In "Psychology of Art" Vygotsky apprehends the so-called "Hamlet" enigma:
why doesn't Hamlet just go and do it? Why all the dilly-dallying, the
shilly-shallying, the hesitation and tergiversation? Vygotsky concludes
that the "Hamlet enigma" is really a curtain painted over the whole
painting. That is, the play is, itself, a study of how volition is and is
not created.

It is, as Vygotsky later says, the key question in the whole of
psychology--the question of how we make decisions and then these
self-given decisions and not the God-given environment become the nature to
which the human animal must adapt.

Consdier this 1964 Soviet version of Act 1 Scene 5--in Russian!--by Gregory
Kozintsev:



https://www.youtube.com/watch?v=Vp5Rz0LqUSM



The film score was written by Shostakovich.

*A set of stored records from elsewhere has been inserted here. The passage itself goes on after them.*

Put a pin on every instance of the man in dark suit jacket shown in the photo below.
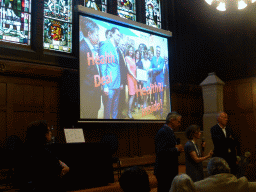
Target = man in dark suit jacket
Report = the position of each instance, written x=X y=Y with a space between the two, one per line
x=158 y=75
x=111 y=68
x=224 y=143
x=123 y=73
x=90 y=93
x=167 y=151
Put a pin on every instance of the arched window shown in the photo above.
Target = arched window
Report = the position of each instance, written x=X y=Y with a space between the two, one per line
x=58 y=25
x=127 y=9
x=15 y=21
x=100 y=5
x=153 y=13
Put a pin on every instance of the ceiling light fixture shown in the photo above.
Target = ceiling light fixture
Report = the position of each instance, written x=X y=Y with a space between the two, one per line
x=223 y=5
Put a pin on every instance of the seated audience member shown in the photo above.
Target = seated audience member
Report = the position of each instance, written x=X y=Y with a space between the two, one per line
x=134 y=179
x=42 y=169
x=182 y=183
x=221 y=180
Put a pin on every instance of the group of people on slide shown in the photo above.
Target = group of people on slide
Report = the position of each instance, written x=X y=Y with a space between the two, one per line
x=120 y=67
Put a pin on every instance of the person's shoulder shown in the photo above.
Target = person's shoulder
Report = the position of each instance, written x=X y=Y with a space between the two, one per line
x=214 y=127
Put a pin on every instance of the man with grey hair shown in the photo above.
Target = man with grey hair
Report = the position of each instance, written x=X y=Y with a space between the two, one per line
x=167 y=151
x=223 y=141
x=221 y=180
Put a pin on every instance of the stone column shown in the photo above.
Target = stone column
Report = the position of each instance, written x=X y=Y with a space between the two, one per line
x=212 y=88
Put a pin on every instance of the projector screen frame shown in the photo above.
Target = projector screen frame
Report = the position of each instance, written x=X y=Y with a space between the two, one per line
x=84 y=11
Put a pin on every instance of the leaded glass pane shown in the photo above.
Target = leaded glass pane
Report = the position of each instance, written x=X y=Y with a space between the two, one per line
x=15 y=21
x=127 y=9
x=99 y=5
x=153 y=13
x=58 y=25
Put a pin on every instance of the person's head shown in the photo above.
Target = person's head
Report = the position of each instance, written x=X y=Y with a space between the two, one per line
x=142 y=47
x=150 y=54
x=134 y=179
x=146 y=54
x=193 y=131
x=130 y=51
x=38 y=133
x=122 y=45
x=222 y=119
x=173 y=120
x=137 y=55
x=217 y=165
x=115 y=35
x=182 y=183
x=158 y=51
x=108 y=34
x=90 y=30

But there is no music in this
clip--just the music of speech.



Compare this version--by Peter Brook.



https://www.youtube.com/watch?v=qT5rLk40fnM




Kozintsev cuts precisely the line that Brook considers the most important
line in all of Shakespeare. The Ghost says:


"Taint not thy mind!" (10:52 on the Brook clip)


Meaning, you must somehow carry out this murder, without destroying your
own soul--you must avenge me, but not vengefully--you must kill out of love
for your mother and for your motherland.


I think that BOTH Kozintsev and Brook consider this line a complete
contradiction. This line is why Hamlet hesitates and why he cannot seem to
perform the murder for four long hours, and when he does kill the king it
has almost nothing to do with vengeance (it is only when he has seen the
king murder his own mother and when he knows that he too is dying anyway).


Kozintsev cuts the line and makes the play into self-directed
narrative, the source of Bruner's "ego". But Brook keeps the line, and as a
result the play becomes more Shakespearean, more dialogic, and much closer
to the source of the ego, the interpersonality.